Mr. Cascioli warns with seriousness: “When they speak of the defense of the environment, these people do not at all have in mind the care of creation from a Christian point of view; on the contrary, their idea is that man is the real enemy of the earth and that his presence must therefore be limited: both quantitatively (birth control, especially in poor countries) and qualitatively (brake on economic growth, up to the theory of what is called a ‘happy decrease’).” And the Italian journalist deplores the Vatican's participation in the 50th Earth Day, which manifests “the surrender of the Church to the power of the world.”

Convergence of Views Between the Vatican and the UN

On April 9, on the Réinformation.tv website, Jeanne Smits presented UN Secretary-General Antonio Guterres special report for the post-coronavirus world. This roadmap, dated March 31, calls for increased globalization, suggesting that more than 10% of global GDP be devoted to dealing with the crisis, under the aegis of international institutions.

A. Guterres says: “A large-scale, coordinated, and comprehensive multilateral response, representing at least 10% of world GDP, is more necessary than ever. This crisis is truly global. It is in everyone's interest to ensure that developing countries have the best chance of dealing with this crisis, otherwise COVID-19 risks becoming a lasting drag on economic recovery.”

And this must be done through international organizations: “On March 13, WHO, the United Nations Foundation, and the Swiss Foundation for Philanthropy launched the first COVID-19 solidarity fund, which enables individuals, businesses, and institutions around the world to come together to contribute directly to global response efforts.”

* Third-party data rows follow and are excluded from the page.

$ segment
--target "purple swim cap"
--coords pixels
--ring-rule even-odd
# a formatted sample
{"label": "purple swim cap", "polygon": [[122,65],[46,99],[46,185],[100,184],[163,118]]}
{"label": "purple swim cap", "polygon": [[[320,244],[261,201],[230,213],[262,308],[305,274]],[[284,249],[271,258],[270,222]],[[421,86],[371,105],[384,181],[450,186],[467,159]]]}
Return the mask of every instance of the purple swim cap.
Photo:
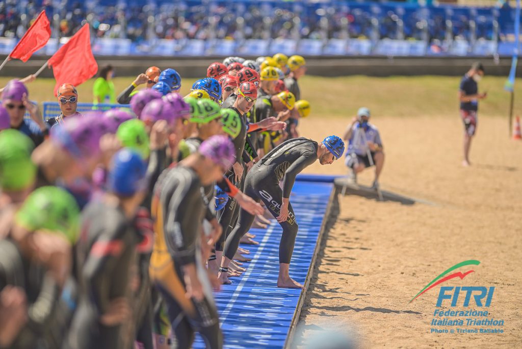
{"label": "purple swim cap", "polygon": [[29,96],[29,91],[23,83],[21,83],[16,79],[10,80],[7,85],[4,88],[2,94],[2,100],[12,99],[15,101],[21,101],[23,95],[27,97]]}
{"label": "purple swim cap", "polygon": [[141,111],[147,103],[153,99],[161,98],[161,94],[151,88],[146,88],[141,90],[130,99],[130,109],[139,118]]}
{"label": "purple swim cap", "polygon": [[129,112],[120,109],[108,110],[103,113],[103,117],[112,122],[115,127],[114,132],[111,132],[112,133],[115,133],[118,127],[125,121],[132,119],[135,119]]}
{"label": "purple swim cap", "polygon": [[170,124],[174,120],[174,108],[168,102],[162,99],[155,99],[145,106],[141,112],[140,119],[144,121],[149,120],[156,122],[159,120],[166,120]]}
{"label": "purple swim cap", "polygon": [[212,136],[204,141],[199,146],[198,152],[224,169],[230,168],[235,162],[234,145],[226,136]]}
{"label": "purple swim cap", "polygon": [[109,126],[101,118],[70,117],[51,129],[51,139],[77,160],[86,160],[100,153],[100,138]]}
{"label": "purple swim cap", "polygon": [[5,108],[0,106],[0,130],[5,130],[11,127],[11,120]]}
{"label": "purple swim cap", "polygon": [[191,106],[179,94],[175,92],[163,97],[163,100],[170,103],[174,111],[174,120],[190,118]]}

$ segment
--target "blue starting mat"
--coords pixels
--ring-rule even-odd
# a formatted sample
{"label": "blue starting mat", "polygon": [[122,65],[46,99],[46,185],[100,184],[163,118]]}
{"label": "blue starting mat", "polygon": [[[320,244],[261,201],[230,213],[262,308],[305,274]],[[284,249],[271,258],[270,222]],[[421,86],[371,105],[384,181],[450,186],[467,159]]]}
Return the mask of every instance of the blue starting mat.
{"label": "blue starting mat", "polygon": [[[290,274],[303,285],[333,188],[331,182],[301,181],[298,177],[292,191],[290,202],[299,230]],[[231,278],[232,285],[222,285],[214,294],[227,349],[283,347],[300,306],[301,290],[277,287],[282,229],[275,219],[271,221],[267,229],[250,230],[259,245],[241,247],[250,251],[245,255],[252,261],[243,264],[246,271],[241,276]],[[194,347],[205,347],[199,336]]]}

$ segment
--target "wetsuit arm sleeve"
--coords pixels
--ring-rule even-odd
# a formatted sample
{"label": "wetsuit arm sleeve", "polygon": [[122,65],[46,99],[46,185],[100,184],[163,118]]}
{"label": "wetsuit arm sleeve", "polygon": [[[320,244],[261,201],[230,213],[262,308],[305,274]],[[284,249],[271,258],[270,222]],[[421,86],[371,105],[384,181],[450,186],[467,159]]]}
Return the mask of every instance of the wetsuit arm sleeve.
{"label": "wetsuit arm sleeve", "polygon": [[235,196],[239,191],[239,189],[233,184],[227,177],[223,177],[223,179],[216,183],[221,190],[229,194],[231,197]]}
{"label": "wetsuit arm sleeve", "polygon": [[129,85],[128,87],[123,90],[122,93],[118,95],[116,100],[120,104],[128,104],[130,102],[130,94],[134,90],[134,86]]}
{"label": "wetsuit arm sleeve", "polygon": [[165,148],[152,150],[149,157],[149,165],[147,168],[147,177],[149,179],[149,189],[154,190],[158,178],[161,171],[166,167],[167,153]]}
{"label": "wetsuit arm sleeve", "polygon": [[50,273],[46,273],[38,298],[28,309],[29,328],[42,333],[45,332],[50,325],[49,320],[54,312],[61,293],[56,280]]}
{"label": "wetsuit arm sleeve", "polygon": [[284,172],[284,177],[283,177],[283,198],[288,199],[290,196],[290,193],[292,192],[292,188],[293,187],[294,182],[295,181],[295,177],[305,168],[314,163],[317,160],[317,156],[312,153],[307,152],[302,154],[299,158],[296,160],[293,164],[290,166]]}
{"label": "wetsuit arm sleeve", "polygon": [[85,261],[84,278],[90,298],[100,316],[106,312],[109,307],[109,285],[114,269],[125,248],[123,240],[125,230],[123,224],[108,227],[103,236],[92,245]]}
{"label": "wetsuit arm sleeve", "polygon": [[175,197],[169,204],[167,221],[169,251],[181,265],[196,262],[196,242],[199,234],[200,222],[198,219],[201,216],[195,211],[198,211],[196,207],[201,204],[201,191],[197,183],[193,182],[183,192],[174,193]]}
{"label": "wetsuit arm sleeve", "polygon": [[250,139],[250,137],[246,137],[246,142],[245,144],[245,149],[246,150],[247,152],[248,153],[248,155],[252,159],[255,159],[258,157],[257,152],[256,152],[255,147],[254,146],[254,144],[252,143],[252,140]]}
{"label": "wetsuit arm sleeve", "polygon": [[[244,134],[243,134],[244,135]],[[243,164],[243,151],[245,149],[245,142],[241,137],[236,137],[234,138],[234,148],[235,148],[235,160],[240,164]]]}

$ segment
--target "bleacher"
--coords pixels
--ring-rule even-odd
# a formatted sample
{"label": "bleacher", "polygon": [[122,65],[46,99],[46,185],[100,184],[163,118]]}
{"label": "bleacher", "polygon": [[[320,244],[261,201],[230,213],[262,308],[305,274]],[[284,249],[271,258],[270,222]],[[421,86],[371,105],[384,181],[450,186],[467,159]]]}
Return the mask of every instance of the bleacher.
{"label": "bleacher", "polygon": [[[12,2],[9,2],[11,3]],[[0,53],[18,39],[10,10],[33,18],[41,1],[14,2],[0,11]],[[66,2],[68,14],[52,24],[54,52],[88,18],[99,55],[256,56],[277,52],[311,55],[501,56],[514,48],[515,9],[416,2],[253,0],[90,0]],[[47,3],[46,2],[46,4]],[[62,2],[62,3],[63,3]],[[58,9],[45,8],[50,18]],[[150,22],[148,19],[153,18]]]}

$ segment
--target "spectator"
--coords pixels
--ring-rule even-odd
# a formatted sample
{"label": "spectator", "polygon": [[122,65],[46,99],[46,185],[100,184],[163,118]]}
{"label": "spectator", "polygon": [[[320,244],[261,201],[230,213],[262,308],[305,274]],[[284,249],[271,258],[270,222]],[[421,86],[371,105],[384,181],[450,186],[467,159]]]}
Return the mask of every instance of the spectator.
{"label": "spectator", "polygon": [[94,96],[93,103],[116,103],[116,91],[112,77],[114,75],[114,69],[110,64],[105,65],[100,71],[98,78],[94,81],[92,86],[92,95]]}
{"label": "spectator", "polygon": [[342,137],[349,143],[346,153],[346,166],[353,171],[354,180],[357,173],[365,168],[375,166],[375,178],[372,188],[379,188],[379,176],[384,165],[383,142],[379,130],[370,123],[370,110],[361,108],[357,111],[357,118],[354,118]]}

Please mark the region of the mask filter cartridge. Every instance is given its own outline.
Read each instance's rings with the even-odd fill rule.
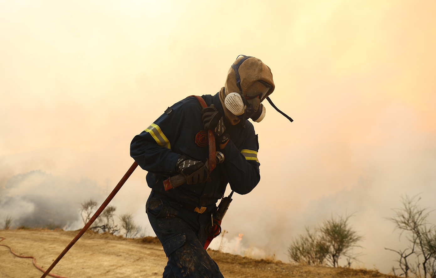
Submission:
[[[227,95],[224,100],[226,108],[234,115],[239,116],[245,111],[245,105],[241,98],[241,95],[237,93],[231,93]]]
[[[251,117],[252,119],[256,123],[259,123],[260,121],[263,120],[263,118],[265,117],[265,115],[266,114],[266,109],[265,108],[265,106],[261,104],[262,106],[262,112],[260,115],[259,116],[259,117],[257,119],[255,119],[257,115],[255,115]],[[259,110],[260,110],[260,109]],[[256,113],[257,114],[257,113]]]

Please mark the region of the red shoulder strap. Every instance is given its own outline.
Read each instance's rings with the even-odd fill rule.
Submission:
[[[199,96],[194,96],[197,100],[201,107],[205,108],[208,107],[208,105],[206,104],[206,102],[203,99],[203,98]],[[208,134],[209,135],[209,172],[210,173],[212,170],[215,168],[217,166],[217,159],[216,157],[216,150],[215,149],[215,134],[214,132],[211,130],[208,130]]]

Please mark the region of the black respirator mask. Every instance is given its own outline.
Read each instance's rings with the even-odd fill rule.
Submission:
[[[244,96],[241,88],[241,77],[238,69],[242,62],[252,56],[243,56],[244,58],[241,61],[236,65],[234,64],[232,65],[232,68],[235,70],[236,85],[239,89],[239,93],[231,93],[227,95],[224,100],[224,104],[225,107],[233,114],[237,116],[242,123],[245,123],[245,120],[249,118],[259,123],[263,119],[266,113],[265,106],[260,103],[261,100],[265,96],[268,95],[268,92],[272,86],[263,80],[257,80],[252,86],[254,89],[249,89],[249,92]],[[293,121],[290,117],[276,107],[269,96],[266,97],[266,100],[276,110],[291,122]]]

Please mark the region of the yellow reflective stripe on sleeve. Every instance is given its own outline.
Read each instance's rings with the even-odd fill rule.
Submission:
[[[145,131],[150,134],[156,143],[161,147],[164,147],[166,148],[170,149],[171,145],[170,141],[168,141],[167,137],[160,130],[160,128],[157,124],[152,124],[150,126],[145,129]]]
[[[255,151],[242,150],[241,151],[241,153],[245,157],[245,159],[247,160],[255,160],[257,162],[259,162],[257,159],[257,152]]]

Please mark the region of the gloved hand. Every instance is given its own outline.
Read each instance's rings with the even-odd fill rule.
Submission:
[[[211,104],[209,107],[203,108],[201,112],[201,120],[204,126],[204,130],[211,129],[217,137],[220,137],[225,131],[224,120],[221,112],[218,111],[215,106]]]
[[[176,170],[185,176],[187,184],[204,182],[209,178],[208,168],[203,161],[187,159],[184,155],[177,160]]]

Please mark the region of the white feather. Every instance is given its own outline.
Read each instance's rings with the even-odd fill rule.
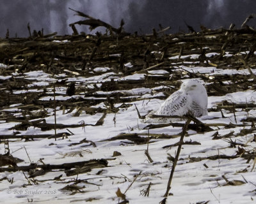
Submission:
[[[186,115],[188,112],[195,117],[207,115],[208,98],[206,89],[198,80],[193,79],[184,82],[179,91],[173,92],[157,110],[150,114],[161,115]],[[145,122],[167,122],[173,120],[166,118],[146,117]]]

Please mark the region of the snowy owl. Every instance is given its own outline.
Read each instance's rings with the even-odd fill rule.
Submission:
[[[190,112],[195,117],[201,117],[208,114],[207,103],[207,93],[204,86],[198,80],[191,79],[182,83],[180,89],[170,96],[153,114],[182,116]],[[146,117],[145,122],[166,122],[170,120],[172,120]]]

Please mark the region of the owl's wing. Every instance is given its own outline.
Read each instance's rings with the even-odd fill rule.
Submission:
[[[192,101],[190,106],[188,108],[195,117],[201,117],[208,114],[207,108],[201,107],[198,103]]]
[[[156,114],[182,116],[188,112],[191,103],[192,99],[189,95],[177,91],[166,99]]]

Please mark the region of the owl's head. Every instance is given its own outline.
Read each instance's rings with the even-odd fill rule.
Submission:
[[[195,79],[190,79],[183,82],[180,86],[180,89],[188,94],[190,92],[198,94],[206,92],[204,86]]]

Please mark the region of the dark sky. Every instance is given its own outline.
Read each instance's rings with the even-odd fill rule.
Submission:
[[[212,29],[240,27],[245,18],[256,13],[255,0],[0,0],[0,37],[6,29],[11,36],[28,36],[31,29],[44,33],[72,34],[68,24],[82,18],[74,16],[70,7],[118,27],[122,18],[127,32],[152,33],[152,28],[171,26],[172,33],[188,31],[184,22],[199,31],[200,25]],[[250,22],[254,27],[256,20]],[[88,33],[85,26],[79,31]],[[102,29],[102,31],[104,31]]]

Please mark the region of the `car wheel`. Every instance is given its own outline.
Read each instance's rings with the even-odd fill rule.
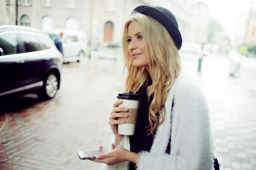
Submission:
[[[80,52],[79,55],[79,60],[77,60],[77,61],[78,62],[79,62],[80,61],[80,60],[83,60],[84,57],[84,52],[83,52],[83,51]]]
[[[44,82],[41,91],[38,93],[41,100],[52,99],[56,96],[59,83],[59,78],[55,72],[51,72]]]

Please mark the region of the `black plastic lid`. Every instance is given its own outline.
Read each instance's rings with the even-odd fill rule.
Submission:
[[[117,96],[116,97],[117,99],[134,100],[140,100],[141,99],[140,95],[134,94],[132,91],[130,91],[129,93],[119,93],[118,94],[118,96]]]

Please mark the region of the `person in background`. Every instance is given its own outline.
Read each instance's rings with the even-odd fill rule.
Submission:
[[[57,48],[57,49],[60,51],[61,53],[63,54],[63,48],[62,48],[62,43],[61,42],[61,39],[63,37],[63,33],[61,32],[58,36],[58,37],[54,40],[54,44]]]

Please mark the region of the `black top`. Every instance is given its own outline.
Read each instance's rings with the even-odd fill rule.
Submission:
[[[152,80],[149,77],[148,85],[152,84]],[[146,83],[138,91],[137,94],[139,94],[142,98],[142,102],[139,110],[138,121],[135,127],[135,130],[134,135],[130,136],[130,146],[131,151],[136,153],[138,153],[141,151],[150,152],[151,147],[153,144],[154,136],[156,134],[156,131],[154,132],[154,135],[151,134],[148,136],[148,131],[150,128],[150,124],[148,120],[148,110],[150,104],[154,97],[152,94],[149,98],[149,102],[148,102],[148,96],[147,94],[147,87]],[[157,113],[157,117],[159,116]],[[166,149],[166,153],[170,154],[170,142]],[[135,170],[135,165],[132,162],[130,162],[129,170]]]

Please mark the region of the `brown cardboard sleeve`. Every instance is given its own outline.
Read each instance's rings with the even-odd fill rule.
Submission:
[[[136,124],[137,123],[138,119],[138,109],[131,109],[128,108],[128,111],[125,112],[119,112],[120,113],[126,114],[128,116],[126,118],[119,117],[118,120],[124,120],[125,121],[125,123],[128,123],[130,124]]]

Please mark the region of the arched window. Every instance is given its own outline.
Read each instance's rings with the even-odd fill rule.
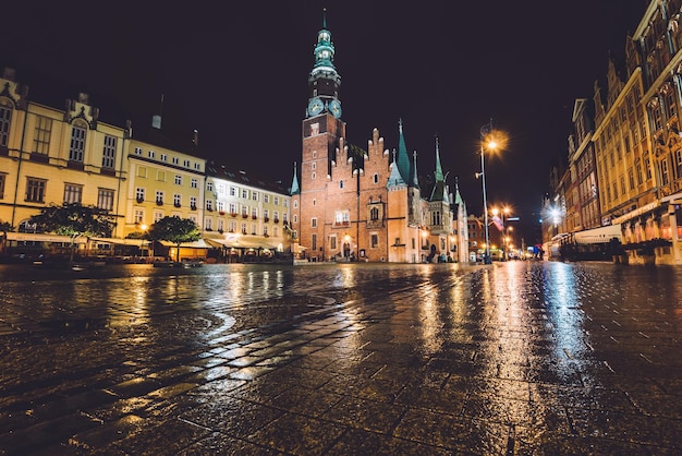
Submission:
[[[7,147],[12,122],[12,104],[7,98],[0,98],[0,147]]]

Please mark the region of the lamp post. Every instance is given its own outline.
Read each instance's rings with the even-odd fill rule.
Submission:
[[[147,226],[145,224],[142,224],[139,226],[139,229],[142,229],[142,236],[139,237],[141,241],[139,241],[139,256],[144,257],[145,255],[143,255],[143,249],[145,247],[145,233],[147,232]],[[148,256],[148,254],[147,254]]]
[[[490,123],[483,125],[480,128],[480,172],[476,173],[476,177],[480,177],[480,182],[483,183],[483,216],[484,216],[484,230],[486,232],[486,251],[484,254],[483,262],[484,264],[490,264],[492,261],[490,260],[490,236],[488,232],[488,200],[486,195],[486,160],[485,160],[485,149],[486,144],[484,144],[486,137],[490,134],[492,130],[492,120]],[[495,151],[497,148],[497,144],[495,141],[490,140],[487,144],[488,149]]]

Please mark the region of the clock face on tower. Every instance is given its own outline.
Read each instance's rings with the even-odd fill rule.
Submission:
[[[341,103],[338,99],[332,99],[329,103],[329,110],[337,119],[341,117]]]
[[[325,109],[325,104],[321,99],[315,97],[308,103],[308,116],[317,116]]]

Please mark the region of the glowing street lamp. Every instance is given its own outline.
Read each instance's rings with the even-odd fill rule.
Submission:
[[[147,226],[145,224],[142,224],[139,226],[139,229],[142,230],[142,236],[139,237],[139,239],[142,239],[139,241],[139,256],[145,256],[145,255],[142,254],[142,252],[144,251],[143,249],[145,247],[145,235],[147,233]],[[146,256],[149,256],[148,249],[147,249],[147,255]]]
[[[476,173],[476,178],[480,177],[480,182],[483,184],[483,214],[484,214],[484,230],[486,232],[486,251],[483,259],[485,264],[490,264],[490,236],[488,232],[488,199],[486,195],[486,160],[485,160],[485,151],[486,148],[490,152],[496,151],[498,148],[498,144],[495,139],[490,137],[490,133],[492,132],[492,120],[490,123],[483,125],[480,128],[480,172]],[[486,142],[487,141],[487,142]]]

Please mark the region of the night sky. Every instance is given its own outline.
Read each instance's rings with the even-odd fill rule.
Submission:
[[[480,214],[479,129],[492,118],[510,141],[487,156],[488,201],[527,225],[568,155],[575,99],[593,97],[648,3],[13,1],[0,65],[35,101],[62,108],[85,92],[102,121],[131,119],[133,132],[160,111],[173,137],[198,130],[205,158],[290,184],[326,8],[349,141],[366,149],[378,128],[392,149],[403,119],[427,175],[438,135],[451,188],[458,177],[468,212]]]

J. Smits comments: “On the socio-economic plan which forms the main part of the framework of the UN report, the accent is put on universal health insurance, likewise unemployment insurance, and a gigantic global stimulus plan ‘to avoid bankruptcies and massive job loss.’ Nationalization, the refusal of any different organization, even private, at the level of sovereign states.

“This notably involves the establishment of a basic or universal income, drawn from the wealth (or what is left of it) of countries to ensure both a survival income and a dependency by everyone with regard to the welfare state. The UN report puts it this way: ‘We should not be content with just protecting the incomes of those affected by this crisis, but put in place social protection systems to guarantee everyone a basic income.’”

The Pope’s April 12 letter to the popular movements is in accordance with the March 31 report of the UN Secretary General. This confirms the validity of the Sandro Magister’s conclusion, during his conference on The Political Outlook of Pope Francis, given to Anagni on November 30, 2019, - already cited here (see DICI n ° 391, December 2019). This secular flattening is not anecdotal in Pope Francis’ political view. “In Corriere della Sera of last October 2 Ernesto Galli della Loggia hit the mark when he recognized in this pontificate the tendency to dissolve Catholicism ‘in the indistinct,’ to interpret ‘the intimate missionary vocation of Catholicism toward the world as equivalent to the need to become confused with the world itself.’ Only that in the world, beginning in the second half of the 1900s, there is imposing itself ‘an ethical ideology of naturalistic inspiration’ made of individual rights, of pacifism, of environmentalism, of anti-Semitism, which to religious discourse, when it does not exclude it altogether, assigns only a subordinate place, decorative.”

“So when Pope Francis lays down every trait of the Church’s historical identity and assimilates it with the ideology and language of the world, he is making a very, very risky choice. He would like to make the world Christian, with the serious danger instead of making the Church worldly.”